ROMY DJ’ing on the North stage may not be loud enough for anyone standing near those feeling the need to have a good chat during the set, however once deep inside the vast tent it’s clear there are many here to dance, sing along to the bits they recognise and experience some early euphoria that we expect more of once her companion in The XX headlines later.
KANO is on his home turf and has, amongst many things on stage today, a collection of trombonists, violinists and a choir. This Is England sounds as vibrant as it’s ever sounded blaring out from this East London park and is played to a backdrop of Marcus Rashford’s mural, with flowers and messages of love and support covering the racist graffiti. Trouble ends with an image of a body with blood pouring from the torso on the screen. It’s moving stuff and also another frantic intense show, however time is against those who want to catch Slowthai and it’s a difficult decision to walk away from this show before the very end.

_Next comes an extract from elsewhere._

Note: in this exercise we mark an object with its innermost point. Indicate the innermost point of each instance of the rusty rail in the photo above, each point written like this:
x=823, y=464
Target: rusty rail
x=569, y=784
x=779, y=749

SLOWTHAI is playing his second show of the day after an earlier daylight performance at Reading Festival. We get circle pits, some moshing, a new tune, Gynecologist, and a set of tunes and messages echoing the current climate in this country. It’s a rapid but well executed run through the set that builds to a climatic ending with crowd favourites Doorman and Deal Wiv it. It’s the first time many of us have witnessed this away from daylight, therefore the pyrotechnics add to the occasion and we’re at the stage of the evening where it seems half the the audience are sitting on the shoulders of friends just to get a better view.
Headliner JAMIE XX gives us yet another playful eclectic set of tunes with snippets of soul, drum & bass, UK garage, dubstep and even Radiohead’s Weird Fishes thrown into the mix, and he seems to know how to read the crowd. At times we’re hearing almost silent glitches, as his knob-twiddling coaxes us into a relaxed state before hitting whatever that button is that allows the beats (any beats) to kick in again and get everyone back in the zone dancing, or high-fiving strangers and partying again like it’s 2019. We feel a little short-changed when it comes to Loud Places, but our heads are still at the Park Stage at Glastonbury four years ago and we’re still wanting to recreate that experience so are left slightly disappointed. This is made up for by a blistering version of GOSH, and we’re left wondering if this is the best piece of music anyone could ever want to hear towards the end of a festival such as this.
Visually we’re just watching the silhouette of Jamie against a backdrop of primary colours until a few songs in, and cameras linked to the big screens are panning in on individuals dancing in the audience showing signs of being the kind of drug crazed casualties we do our best to avoid standing close to at these events (they all had blue wristbands on but it was a very well executed idea).
Despite issues surrounding the quality of the sound a couple of years ago at this event, one of today’s highlights is the superb quality of the music we are hearing. Boy, this is loud (or maybe we’re just not used to it), and boy oh boy are we treated to some great performances.
All Points East events have proved themselves to be amazing days out over the past few years, and even though at times the park seems as busy as we’ve ever seen it we get to see a bit of everything there is available to see, and get the tube back to those four walls many of us have seen too much of recently.